Après un départ en force, ce récit sur la Guerre de Troie s’essouffle un peu… mais je suppose qu’il ne peut en être autrement, sur une épopée qui dure plus de dix ans! En fait, la narration est toujours aussi bonne, de même que les qualités techniques. Seulement voilà : les péripéties racontées ici sont moins intéressantes, tout simplement. L’ardent combat en Mysie, chez le roi Télèphe, est long, mais que dire de l’apparition de ce même Télèphe, difforme et puant, venu chercher réparation quelques années plus tard. Sa jambe purulente n’est pas suffisante pour rendre ce passage (25 pages!) intéressant. La valse hésitation d’Agamemnon, face au sacrifice de sa fille, a au moins le mérite d’avoir une portée dramatique qui suscite l’intérêt.
Souhaitons qu’avec un titre comme Trahison, le prochain tome soit plus dynamique…
Plus grandes forces de cette BD :
- la superbe mise en page de la quinzième planche, illustrant le dialogue entre Priam et sa nouvelle bru, Hélène.
- le choix de l’auteur d’aborder de front la relation amoureuse entre Achille et son compagnon Patrocle. Il est assez rare, encore aujourd’hui, que quelqu’un ait le courage d’aborder le thème de l’homosexualité dans une série grand public… C’était de circonstance, pourtant, compte tenu que c’était un thème assez commun dans la culture grecque de l’époque.
- les quelques illustrations pleine page qui parsèment le récit, chaque fois qu’un personnage se lance dans un délire ou dans la narration de souvenirs ancestraux. Dans cet opus, on a droit à trois de ces présentations non séquentielles : le souvenir d’enfance de Cassandre, les horribles incestes de la famille du roi Télèphe et les tragiques malheurs des Atrides, racontés par Agamemnon.
- l’omniprésence du vent, dans tout le dernier tiers du tome.

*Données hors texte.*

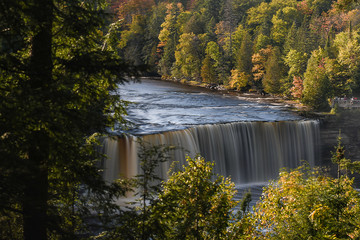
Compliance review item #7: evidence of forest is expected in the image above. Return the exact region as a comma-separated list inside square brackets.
[0, 0, 360, 240]
[109, 0, 360, 110]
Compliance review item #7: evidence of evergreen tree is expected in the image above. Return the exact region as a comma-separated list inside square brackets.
[0, 0, 134, 237]
[263, 47, 284, 94]
[302, 48, 330, 110]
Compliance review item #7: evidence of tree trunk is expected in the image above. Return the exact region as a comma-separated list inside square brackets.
[23, 0, 53, 240]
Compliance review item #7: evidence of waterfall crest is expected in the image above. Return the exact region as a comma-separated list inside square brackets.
[104, 121, 320, 184]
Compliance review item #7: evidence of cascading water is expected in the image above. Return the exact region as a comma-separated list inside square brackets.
[104, 121, 319, 184]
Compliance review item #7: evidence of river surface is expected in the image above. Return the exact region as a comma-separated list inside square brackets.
[119, 79, 301, 135]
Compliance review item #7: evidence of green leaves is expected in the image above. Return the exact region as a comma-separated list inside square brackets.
[152, 157, 237, 239]
[255, 167, 360, 239]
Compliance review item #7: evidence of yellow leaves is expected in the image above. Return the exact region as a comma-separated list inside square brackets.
[309, 204, 330, 222]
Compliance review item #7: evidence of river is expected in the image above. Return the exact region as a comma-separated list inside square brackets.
[103, 79, 319, 202]
[119, 79, 301, 135]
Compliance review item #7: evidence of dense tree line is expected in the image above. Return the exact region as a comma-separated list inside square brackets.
[112, 0, 360, 109]
[0, 0, 360, 240]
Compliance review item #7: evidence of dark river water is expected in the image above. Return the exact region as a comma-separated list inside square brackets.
[120, 79, 301, 135]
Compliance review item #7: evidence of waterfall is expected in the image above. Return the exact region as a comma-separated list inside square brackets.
[104, 121, 319, 184]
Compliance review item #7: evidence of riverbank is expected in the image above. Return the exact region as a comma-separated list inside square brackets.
[144, 77, 310, 114]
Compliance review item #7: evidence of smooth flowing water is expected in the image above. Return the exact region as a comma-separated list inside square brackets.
[104, 80, 319, 191]
[119, 79, 301, 135]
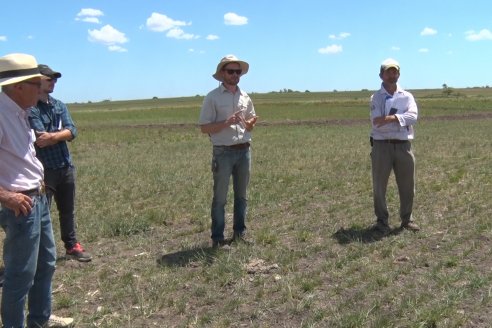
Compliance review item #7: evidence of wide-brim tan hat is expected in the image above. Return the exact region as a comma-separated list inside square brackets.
[0, 53, 43, 86]
[212, 55, 249, 82]
[379, 58, 400, 72]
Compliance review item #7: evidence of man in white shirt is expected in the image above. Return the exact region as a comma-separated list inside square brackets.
[199, 55, 257, 247]
[0, 54, 73, 328]
[371, 58, 420, 234]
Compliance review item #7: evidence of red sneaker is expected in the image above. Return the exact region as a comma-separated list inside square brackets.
[65, 243, 92, 262]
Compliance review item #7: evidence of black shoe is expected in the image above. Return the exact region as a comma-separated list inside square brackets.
[400, 221, 420, 232]
[371, 222, 391, 236]
[212, 239, 229, 248]
[232, 232, 253, 245]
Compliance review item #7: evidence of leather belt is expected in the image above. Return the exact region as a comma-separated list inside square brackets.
[18, 183, 46, 197]
[216, 142, 250, 150]
[374, 139, 410, 144]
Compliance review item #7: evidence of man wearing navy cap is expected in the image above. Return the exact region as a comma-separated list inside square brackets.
[29, 65, 92, 262]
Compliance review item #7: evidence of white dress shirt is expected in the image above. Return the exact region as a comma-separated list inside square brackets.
[0, 92, 44, 191]
[371, 85, 418, 140]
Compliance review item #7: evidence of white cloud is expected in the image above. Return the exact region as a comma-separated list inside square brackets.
[328, 32, 350, 40]
[420, 27, 437, 36]
[318, 44, 343, 55]
[224, 13, 248, 25]
[77, 8, 104, 17]
[75, 8, 104, 24]
[88, 25, 128, 52]
[108, 45, 128, 52]
[147, 13, 191, 32]
[166, 27, 198, 40]
[465, 29, 492, 41]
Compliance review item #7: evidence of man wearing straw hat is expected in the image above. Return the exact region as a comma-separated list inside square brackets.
[199, 55, 257, 247]
[370, 58, 420, 234]
[0, 54, 73, 328]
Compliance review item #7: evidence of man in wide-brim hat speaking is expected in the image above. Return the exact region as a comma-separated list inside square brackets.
[0, 54, 56, 328]
[199, 55, 257, 247]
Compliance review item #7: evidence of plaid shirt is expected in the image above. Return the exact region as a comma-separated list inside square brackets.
[29, 96, 77, 169]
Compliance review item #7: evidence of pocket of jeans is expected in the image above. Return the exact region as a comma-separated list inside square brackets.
[212, 157, 219, 173]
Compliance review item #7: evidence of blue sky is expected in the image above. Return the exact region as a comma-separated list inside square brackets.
[0, 0, 492, 102]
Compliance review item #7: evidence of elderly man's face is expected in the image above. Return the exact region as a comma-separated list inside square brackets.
[380, 67, 400, 84]
[222, 63, 242, 85]
[16, 77, 41, 109]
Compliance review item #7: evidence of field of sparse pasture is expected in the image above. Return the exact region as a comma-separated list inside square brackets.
[4, 89, 492, 328]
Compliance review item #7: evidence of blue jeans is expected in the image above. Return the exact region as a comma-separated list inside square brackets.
[44, 166, 77, 249]
[0, 195, 56, 328]
[211, 146, 251, 241]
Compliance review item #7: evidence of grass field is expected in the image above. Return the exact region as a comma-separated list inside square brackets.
[4, 88, 492, 328]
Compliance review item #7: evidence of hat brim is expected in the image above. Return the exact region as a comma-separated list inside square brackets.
[0, 73, 45, 86]
[212, 60, 249, 82]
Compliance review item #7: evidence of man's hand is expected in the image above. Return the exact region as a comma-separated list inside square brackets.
[36, 131, 57, 148]
[372, 115, 398, 128]
[2, 191, 33, 216]
[244, 116, 258, 131]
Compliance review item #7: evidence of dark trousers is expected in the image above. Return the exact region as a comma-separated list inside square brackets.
[44, 166, 77, 249]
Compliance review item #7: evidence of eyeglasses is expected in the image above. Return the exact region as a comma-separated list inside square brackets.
[22, 81, 41, 88]
[224, 68, 243, 75]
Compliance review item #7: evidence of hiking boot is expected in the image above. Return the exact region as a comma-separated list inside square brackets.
[65, 243, 92, 262]
[45, 314, 73, 328]
[372, 222, 391, 236]
[400, 221, 420, 232]
[232, 232, 253, 245]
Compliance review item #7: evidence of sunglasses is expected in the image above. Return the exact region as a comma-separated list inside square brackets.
[22, 81, 41, 88]
[224, 68, 243, 75]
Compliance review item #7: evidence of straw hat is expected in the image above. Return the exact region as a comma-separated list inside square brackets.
[379, 58, 400, 73]
[212, 55, 249, 82]
[0, 54, 43, 86]
[38, 64, 61, 79]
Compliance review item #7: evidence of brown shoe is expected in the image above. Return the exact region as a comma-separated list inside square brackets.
[232, 232, 254, 245]
[371, 222, 391, 236]
[212, 239, 230, 248]
[400, 221, 420, 232]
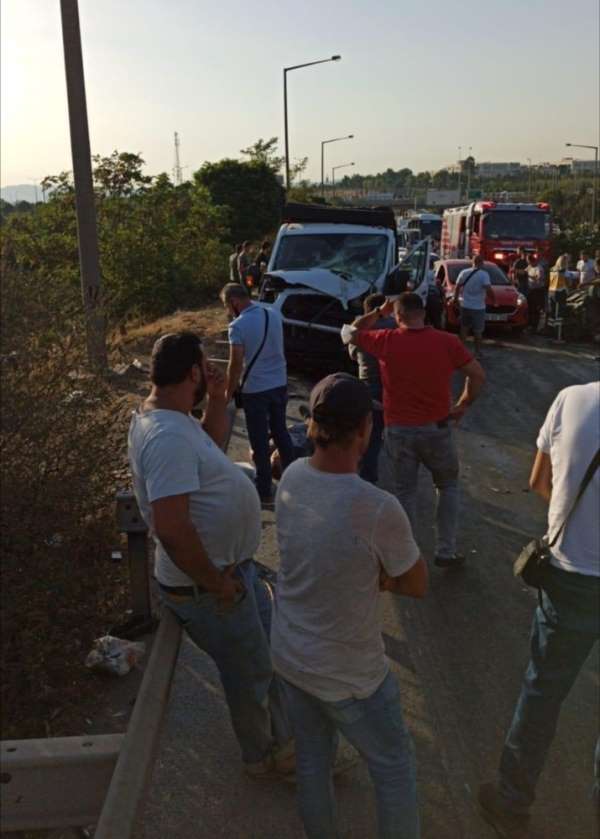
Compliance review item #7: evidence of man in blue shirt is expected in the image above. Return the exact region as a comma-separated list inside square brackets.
[221, 283, 294, 503]
[454, 254, 492, 358]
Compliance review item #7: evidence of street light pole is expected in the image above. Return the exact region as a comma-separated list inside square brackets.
[565, 143, 598, 228]
[321, 134, 354, 198]
[60, 0, 108, 370]
[467, 146, 473, 201]
[283, 55, 342, 189]
[331, 163, 354, 197]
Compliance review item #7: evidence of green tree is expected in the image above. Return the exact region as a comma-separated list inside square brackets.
[194, 159, 284, 242]
[240, 137, 285, 174]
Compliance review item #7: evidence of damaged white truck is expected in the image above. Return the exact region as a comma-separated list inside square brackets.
[259, 204, 430, 363]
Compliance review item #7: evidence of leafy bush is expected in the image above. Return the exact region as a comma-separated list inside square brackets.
[194, 160, 284, 242]
[2, 152, 230, 323]
[0, 271, 127, 737]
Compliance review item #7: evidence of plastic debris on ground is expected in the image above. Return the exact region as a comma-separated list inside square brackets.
[85, 635, 146, 676]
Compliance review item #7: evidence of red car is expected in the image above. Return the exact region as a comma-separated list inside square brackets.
[434, 259, 528, 332]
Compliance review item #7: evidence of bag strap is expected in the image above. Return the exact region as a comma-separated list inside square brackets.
[459, 268, 481, 291]
[548, 449, 600, 548]
[240, 309, 269, 393]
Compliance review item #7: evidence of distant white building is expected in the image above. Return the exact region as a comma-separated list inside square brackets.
[560, 157, 596, 175]
[477, 161, 526, 178]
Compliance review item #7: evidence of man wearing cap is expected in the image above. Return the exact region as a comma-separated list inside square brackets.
[271, 373, 427, 839]
[129, 332, 292, 776]
[342, 292, 485, 568]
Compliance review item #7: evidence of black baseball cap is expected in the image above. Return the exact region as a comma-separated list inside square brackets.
[310, 373, 373, 427]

On sent son irritante présence grâce à l’ingénieuse représentation symbolique que l’auteur a utilisée : les intercases horizontales sont toutes remplies d’un SHSHSHSHSHSHSHSH incessant. Très efficace!
- la grandeur d’âme de la jeune Iphigénie, lorsqu’elle accepte sa destinée. Digne et forte, elle affrontera la lame du sacrificateur avec noblesse, malgré les supplications de sa mère et la torture interne de son père, qui était pourtant revenu sur sa décision. On comprend pourquoi le grand Racine a choisi ce personnage comme héroïne pour l’une de ses plus grandes œuvres, en 1674.
Ce qui m’a le plus agacé :
- les péripéties, moins palpitantes.
- plusieurs longueurs, principalement tout l’épisode du retour de Télèphe, mais aussi quelques pages lors des tergiversations autour du sacrifice d’Iphigénie.
- plusieurs fautes d’orthographe de base! Je trouve difficilement acceptable que des erreurs aussi bêtes se retrouvent en aussi grand nombre (j’en ai relevé au moins cinq, sans chercher!) dans un bouquin de cette qualité. N’y a-t-il pas un correcteur, aux éditions Akileos? Il serait temps qu’il fasse son boulot! Le tout me porte même à m’interroger sur la qualité de la traduction. Je suis habituellement très peu regardant sur ce sujet, préférant encore lire une traduction peut-être mauvaise que de ne pas lire l’œuvre, mon anglais n’étant pas très fort. Ici, je dois admettre que j’encourage mes amis assez habiles dans la langue de Shakespeare à lire la version originale : ils risquent d’être plus satisfaits!
- à quelques reprises, certains personnages sont disproportionnés les uns par rapport aux autres, ce qui fausse l’effet de perspective. On le constate notamment à la planche #5, première case, où les deux personnages en premier plan ne cadrent pas avec Énée, qui approche. On peut le voir aussi à la planche #100, deuxième case, alors que le visage de Patrocle, habituellement superbe, ressemble plus à un masque grotesque de Dionysos tellement il est outrageusement bouffi, derrière celui d’Achille!
- l’absence de pagination est carrément chiante, surtout dans un tome aussi volumineux. C’est pourquoi la numérotation de la planche #100, au commentaire précédent, est peut-être fautive, je m’en excuse!